Earth stared at his carving for a long moment, then shook his head, tossing the blocky thing into a corner where it clattered against the stall post and settled.
“I don’t know,” he said.
Synu draped her arm across his back as she sat down beside him on the crate he was using for a chair. “If the Mistress has said it, then whatever it is, I for my part believe it. Such woes are rightly enough to doom even the handsomest man in the realm to gloomy posture. But they are not enough to keep him from what certainly appears to be his very last Dance of the Cor Blossoms before the end of the world, and let me tell you why, dearest brother.
“Even should the day after tomorrow the sun itself fall into the sea, should Dark Mystics or the Madgyi of old secretly conquer us and rise as dread overlords, should abberations from the sunken world crawl up through every crack in the land to scorge us with weapons made of molten ash, you shall go to this festival and dance with the fairest maiden in all the Ambra Coast, perhaps in the entire world I shouldn’t guess!”
“And how should you know that?” he laughed.
“Because you shall dance with me!” she rose to her feet, thrusting her finger in the air and waving her hand about as if standing at the heart of an army that hung on her every word. “Nay! Fair brother, I say that even should abominable Reanai himself, vilest foe of mankind, banesayer of the Forgotten himself, announce his presence by mail to be our dinner guest tomorrow, you shall enjoy this dance.”
Earth’s smile brimmed from ear to ear at the sight of his sister’s good spirit. She know it too, for she nodded like a fine politician, puffed out her chest with encouraging mirth and went on.
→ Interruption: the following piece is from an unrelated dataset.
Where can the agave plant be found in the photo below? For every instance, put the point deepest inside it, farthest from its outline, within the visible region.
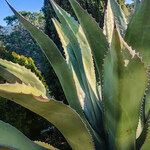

“Forsooth, chosen man! Oh, melancholy one! Desperate, darkest, dreariest Earth!” A giggle glimmered through the mask of sovereignty she dawned as she lifted her nose to the sky. “I have never encountered such boreish ignorance that I cannot elevate it by the spell of a smile.”
“Have you not?” he asked. “Well, we shall see if I cannot prove your match in vigor.”
She paused, regal patience displayed with the fine wrinkles in her forehead.
“A wager then?” she asked.
He nodded once.
“So be it!” she shouted.
Now it was Earth’s turn to rise and prance, gesticulating about the booth. “Damsel daughter and virgin craftswoman of the most legendary lilac oils, wilt thou condescend to dance with an ig’nant and des’prate melancholy bore, though he be unable to mend his ways and must needs scowl the whole night long?”
“Oh, Earth,” she nodded with all the seriousness of a four-year-old. “Most verily.”